In an essay quite different in style, ‘Why I’m down with Downtown Abbey’ (the TV series), Dawjee revels in the joys of seeing white servants doing the scurrying around, cooking, cleaning etc for the rich. On the one hand, knowing a little of South African society by now, understandable. On the other hand, it leaves me wondering just how much messed up the media is that people here still (this is not the first or second time I came across this topic) seem to think that up in Europe most or all families also have maids and gardeners. They don’t. As one Irish placard had put it, “clean up your own shite” is the standard, as is DIY gardening and cooking. Those chores, or joys, are done by the women, children, and men of the nuclear family, not hired helps.
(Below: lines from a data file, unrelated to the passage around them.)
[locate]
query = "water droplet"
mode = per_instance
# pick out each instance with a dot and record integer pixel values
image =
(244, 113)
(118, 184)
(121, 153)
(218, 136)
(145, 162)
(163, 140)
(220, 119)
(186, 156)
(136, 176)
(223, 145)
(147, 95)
Related to that latter point—who’s doing the chores—two essays have to do with feminism and Islam. The essay title ‘And how the women of Islam did slay’ speaks for itself. And, yes, as Dawjee says, it cannot be repeated often enough that there were strong, successful, and intelligent women at the bedrock of Islam and women actually do have rights (unlike under Christianity); in case you want some references on women’s rights under Islam, have a look at the essay I wrote a while a go about it. ‘My mother, the true radical’ touches upon notions of feminism and who gets to decide who is feminist when and in what way.

 

I do not quite agree with Dawjee’s conclusion drawn from her Tinder experiences in ‘Tinder is a pocket full of rejection, in two parts’. On p129 she writes “Tinder in South Africa is nothing but fertile ground for race-based rejection.”. If it were a straightforward case of just race-based swiping, then, statistically, I should have had lots of matches with SA white guys, as I surely look white with my pale skin, blue eyes, and dark blonde hair (that I ended up in the 0.6% ‘other’ box in the SA census in 2011 is a separate story). But, nada. In my 1.5 years of Tinder experiment in Cape Town, I never ever got a match with a white guy from SA either, but plenty of matches with blacks, broad and narrow. I still hypothesise that the lack of matches with the white guys is because I list my employer, which scares away men who do not like women who’ve enjoyed some higher education, as it has scared away countless men in several other countries as well. Having educated oneself out of the marriage market, it is also called. There’s a realistic chance that a majority of those South African whites that swiped left on Dawjee are racist, but, sadly, their distorted views on humanity include insecurities on more than one front, and I’m willing to bet that Dawjee having an honours degree under her belt will have contributed to it. That said, two anecdotes doesn’t make data, and an OKCupid-type of analysis like Rudder’s Dataclysm (review) but then of Tinder data would be interesting so as to get to the bottom of that.

 

The two, imho, skippable essays are “Joining a cult is a terrible idea” (duh) and “Depression: A journal”. I’m not into too personal revelations, and would have preferred a general analysis on how society deals, or not, with mental illness, or, if something more concrete, to relate it to, say, the Life Esidimeni case from whichever angle.

 

Meandering around through the various serious subtopics and digressions, as a whole, the essays combine into chronicling the road taken by Dawjee to decolonise her mind, culminating in a fine series of statements in the last part of the last essay. She is not sorry for refusing to be a doormat, saying so, and the consequences that that will have for those who perpetuate and benefit from systemic racism, and she now lives from a position of strength rather than struggling and doubting as a receiver of it.

 

Overall, it was an interesting book and worthwhile to have read. The writing style is very accessible, so one can read the whole book in a day or so. In case you are still unsure whether you want to read it or not: there are free book extracts of ‘We don’t really write what we like’, ‘Begging to be white?’, and ‘And how the women of Islam did slay’ and, at the time of writing this blog post, one written review on News24 and Eusebius McKaiser’s Radio 702 interview with Dawjee (both also positive about the book).